Stichwort Hohes Niveau: Die Konferenz hat sich ja wirklich auf einem enorm hohen intellektuellen Niveau abgespielt. Verliert man dabei nicht den einfachen Menschen, die Praxis, aus dem Blick?

Ja, dieses Risiko gibt es, aber die Konferenz war ja auf zwei Tage aufgeteilt und am zweiten Tag hat man sich eher den praktischen Fragen gewidmet: Wie zum Beispiel wirkt sich Religion in der Gesellschaft aus, wie kann Religion inspirierend für das Leben wirken, und auch die Spannung zwischen Staat auf der einen und religiösen Gemeinschaften auf der anderen Seite wurden behandelt – der zweite Tag war also ganz diesen mehr praktischen Auswirkungen von Religion gewidmet.

Was nehmen Sie persönlich denn von der Konferenz mit?

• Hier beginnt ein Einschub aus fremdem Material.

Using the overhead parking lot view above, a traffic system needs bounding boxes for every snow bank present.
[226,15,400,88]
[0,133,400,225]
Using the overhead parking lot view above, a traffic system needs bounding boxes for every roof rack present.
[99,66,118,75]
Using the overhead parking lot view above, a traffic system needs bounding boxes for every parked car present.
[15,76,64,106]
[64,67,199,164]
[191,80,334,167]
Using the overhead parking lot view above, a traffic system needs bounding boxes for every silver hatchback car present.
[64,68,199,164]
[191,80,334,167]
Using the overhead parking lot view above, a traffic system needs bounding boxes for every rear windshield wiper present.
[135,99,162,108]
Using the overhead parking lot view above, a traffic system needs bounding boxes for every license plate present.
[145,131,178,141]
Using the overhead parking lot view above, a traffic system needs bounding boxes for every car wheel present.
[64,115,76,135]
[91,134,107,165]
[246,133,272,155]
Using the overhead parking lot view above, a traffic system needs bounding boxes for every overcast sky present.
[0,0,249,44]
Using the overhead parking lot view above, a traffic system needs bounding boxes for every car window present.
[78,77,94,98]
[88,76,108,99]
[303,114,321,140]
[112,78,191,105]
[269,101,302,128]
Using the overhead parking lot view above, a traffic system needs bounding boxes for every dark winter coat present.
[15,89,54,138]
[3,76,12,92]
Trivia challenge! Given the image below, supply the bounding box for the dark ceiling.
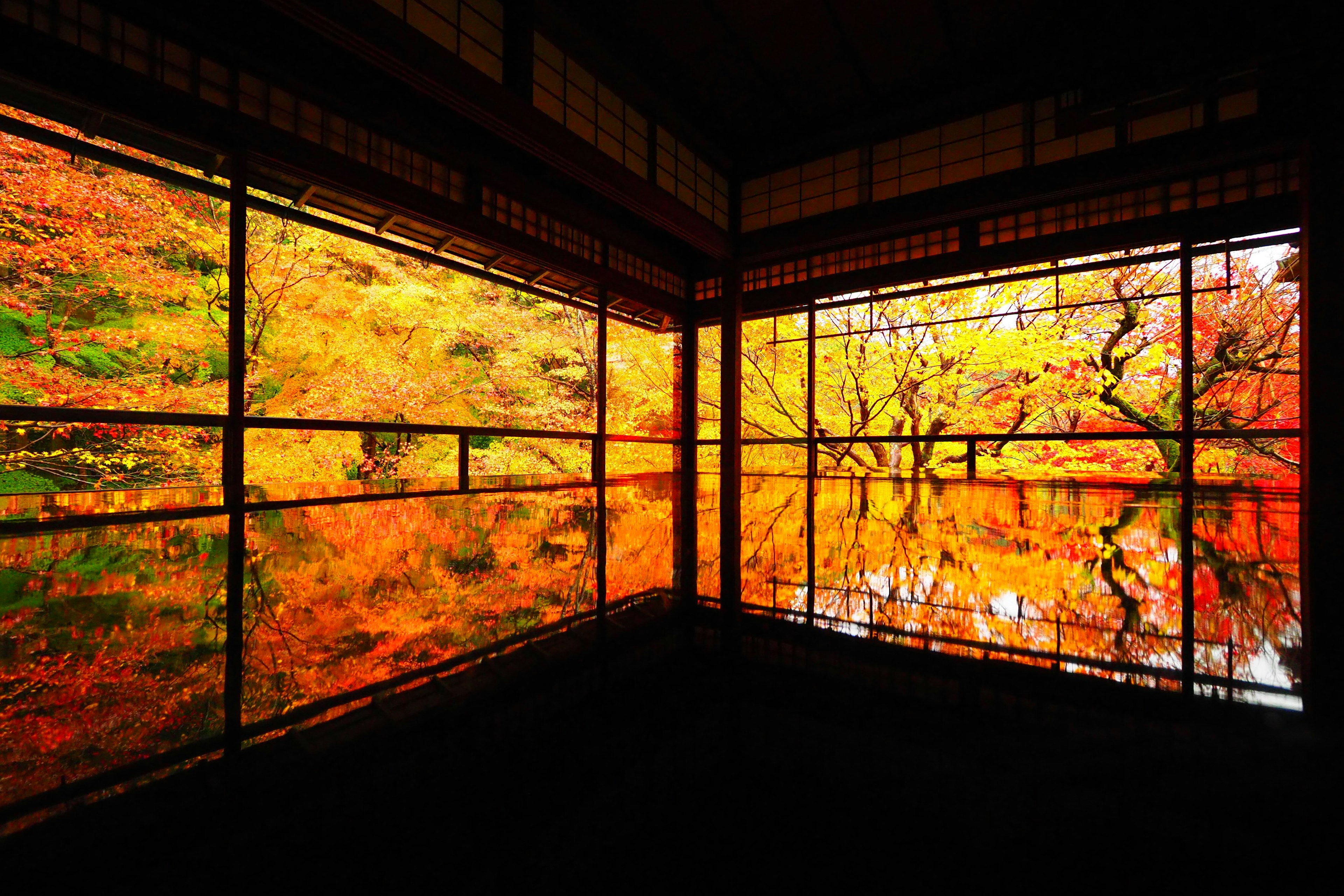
[552,0,1297,173]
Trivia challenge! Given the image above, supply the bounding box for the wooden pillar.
[593,286,609,638]
[673,306,700,609]
[1180,239,1195,697]
[457,433,472,492]
[222,150,247,756]
[1298,114,1344,728]
[719,269,742,654]
[806,298,817,626]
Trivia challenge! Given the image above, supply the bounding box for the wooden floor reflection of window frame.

„Zum Ersten, dass es heutzutage geht, zwischen Naturwissenschaftlern und Repräsentanten der Kirche auf sehr offene und respektvolle Weise miteinander zu sprechen. Am zweiten Tag gab es dann auch viele Darstellungen, wie Religion inspirierend dafür wirken kann, sich im sozialen Bereich zu engagieren. Das war sehr beeindruckend. Eine Sache war recht unerwartet: Am zweitenTag war in der Diskussion eine junge Muslima dabei, und sie hat den Repräsentanten der Atheisten sehr überrascht, denn sie hat gesagt, sie sei Feministin und auch in atheistischen Organisationen gäbe es Probleme hinsichtlich einer Haltung, die Unterdrückung von Frauen mit sich bringe. Das war für die Repräsentanten der atheistischen Organisation, die übrigens durch Männer vertreten war, sehr überraschend und die wussten tasächlich nicht, wie sie darauf reagieren sollten. Das heißt, Probleme und Fragestellungen, die oft an die religiösen Vertreter gerichtet werden, wurden hier auch an den Nicht-Gläubigen gerichtet. Und deswegen ist der Unterschied zwischen religiös Gläubigen und Nicht-Gläubigen vielleicht nicht immer der entscheidende Punkt, wenn man mit Fragen und Problemen zu tun hat, sondern viele Fragestellungen sind auch gemeinsam.

Was für Aufmerksamkeit hat dieses Treffen in Schweden bekommen?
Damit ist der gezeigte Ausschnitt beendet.